The group said it is “rather simplistic for any presidential contender with avowed love of the mass of the Nigerian people to join the advocacy for the sell-off of our national assets, especially the ones that most impact the standard of living of the huge population of Nigeria’s poor and struggling middle class.
“Obviously, Alhaji Atiku is merely amplifying the long condemned International Monetary Funds (IMF) recommendation for commercial pricing of petroleum products when, in fact, it is established that such products must be socially priced.”
But responding to the statement, another group loyal to the Wazirin Adamawa, under the aegies of All-Atiku Support Group (AASG) blamed the criticism by the Buhari Media Organisation “as a display of poor knowledge about modern economic management.”
The AASG in a press statement signed by its coordinator, Oladimeji Fabiyi said that the Buhari administration was least qualified to pass a remark about ideas geared towards modernizing and optimizing the operations of the Nigerian oil and gas sector, and indeed of any other sector of the economy.

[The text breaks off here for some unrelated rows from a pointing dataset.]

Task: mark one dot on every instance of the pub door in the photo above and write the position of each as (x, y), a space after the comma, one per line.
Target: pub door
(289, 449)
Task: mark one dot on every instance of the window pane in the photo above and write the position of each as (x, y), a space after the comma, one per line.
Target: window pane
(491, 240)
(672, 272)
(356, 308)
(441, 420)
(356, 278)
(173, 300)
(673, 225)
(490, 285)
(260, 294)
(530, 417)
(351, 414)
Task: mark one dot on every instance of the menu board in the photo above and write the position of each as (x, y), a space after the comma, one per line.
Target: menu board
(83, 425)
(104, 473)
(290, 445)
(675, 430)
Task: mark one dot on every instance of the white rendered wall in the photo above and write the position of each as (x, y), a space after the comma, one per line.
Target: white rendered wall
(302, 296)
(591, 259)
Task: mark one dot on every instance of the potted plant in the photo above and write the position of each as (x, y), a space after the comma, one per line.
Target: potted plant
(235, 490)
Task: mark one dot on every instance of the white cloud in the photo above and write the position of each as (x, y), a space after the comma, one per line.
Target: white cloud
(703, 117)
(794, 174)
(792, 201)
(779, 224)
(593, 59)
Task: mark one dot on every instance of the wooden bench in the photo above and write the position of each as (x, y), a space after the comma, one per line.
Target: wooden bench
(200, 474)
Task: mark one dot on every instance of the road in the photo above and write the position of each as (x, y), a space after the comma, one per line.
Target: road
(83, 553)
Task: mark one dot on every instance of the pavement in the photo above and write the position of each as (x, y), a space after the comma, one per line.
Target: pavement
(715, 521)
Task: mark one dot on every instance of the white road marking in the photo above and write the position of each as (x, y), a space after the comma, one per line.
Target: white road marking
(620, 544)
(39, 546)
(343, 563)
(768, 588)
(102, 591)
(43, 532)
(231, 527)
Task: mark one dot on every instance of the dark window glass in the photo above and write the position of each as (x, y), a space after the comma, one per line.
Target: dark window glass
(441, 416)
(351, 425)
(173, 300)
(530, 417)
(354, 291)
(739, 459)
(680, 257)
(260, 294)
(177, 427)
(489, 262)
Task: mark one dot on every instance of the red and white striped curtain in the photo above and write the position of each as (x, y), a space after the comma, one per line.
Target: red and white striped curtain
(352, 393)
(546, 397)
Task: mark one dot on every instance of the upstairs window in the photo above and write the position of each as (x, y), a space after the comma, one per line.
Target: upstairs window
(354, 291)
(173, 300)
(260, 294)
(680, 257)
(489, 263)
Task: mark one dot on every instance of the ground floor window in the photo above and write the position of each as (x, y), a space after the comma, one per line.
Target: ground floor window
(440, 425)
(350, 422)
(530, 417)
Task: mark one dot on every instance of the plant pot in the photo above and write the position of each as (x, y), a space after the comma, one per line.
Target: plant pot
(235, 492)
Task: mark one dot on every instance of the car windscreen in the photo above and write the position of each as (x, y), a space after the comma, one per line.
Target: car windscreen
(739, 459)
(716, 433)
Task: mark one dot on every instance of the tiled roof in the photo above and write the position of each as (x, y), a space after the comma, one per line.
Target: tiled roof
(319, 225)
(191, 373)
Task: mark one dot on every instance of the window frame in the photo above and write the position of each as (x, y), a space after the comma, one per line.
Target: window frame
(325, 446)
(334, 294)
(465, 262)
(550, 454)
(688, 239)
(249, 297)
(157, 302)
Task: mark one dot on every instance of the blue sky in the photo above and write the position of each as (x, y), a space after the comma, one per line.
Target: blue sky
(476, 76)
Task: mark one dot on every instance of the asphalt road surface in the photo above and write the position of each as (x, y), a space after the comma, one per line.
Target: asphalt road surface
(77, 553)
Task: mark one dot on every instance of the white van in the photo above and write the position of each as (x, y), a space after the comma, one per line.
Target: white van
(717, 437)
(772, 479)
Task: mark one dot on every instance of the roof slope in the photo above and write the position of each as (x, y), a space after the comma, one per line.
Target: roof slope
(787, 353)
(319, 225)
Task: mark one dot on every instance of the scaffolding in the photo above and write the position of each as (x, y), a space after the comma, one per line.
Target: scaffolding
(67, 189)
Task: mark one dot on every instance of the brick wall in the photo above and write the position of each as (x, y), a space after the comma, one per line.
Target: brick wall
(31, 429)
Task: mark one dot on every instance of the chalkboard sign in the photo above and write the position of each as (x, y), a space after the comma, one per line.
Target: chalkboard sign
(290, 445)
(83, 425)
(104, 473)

 “What the BMO has done by its criticism of Atiku’s proposal is to further expose its lack of knowledge in the ways modern economies are run. As it is today, the NNPC is unprofitable, unwieldy and not accountable. Compared to its contemporaries like Petronas of Malaysia and Petrobras of Brazil which have since liberalized and modernized its operations, the NNPC still riddles in inefficiency and obvious lack of capacity.”
Continuing, the group said: “There are clearly good examples of how liberalization of some sectors of the economy had benefited Nigerians such as in the telecommunications industry and the banking industry. If the Obasanjo/Atiku administration had held on to NITEL, we wouldn’t have had the GSM revolution. If our commercial banks were not recapitalized, we still would be having failed banks. It is important to note that similar groups to the BMO had opposed the banking consolidation and telecoms revolution as anti-people, but history has shown that they were wrong.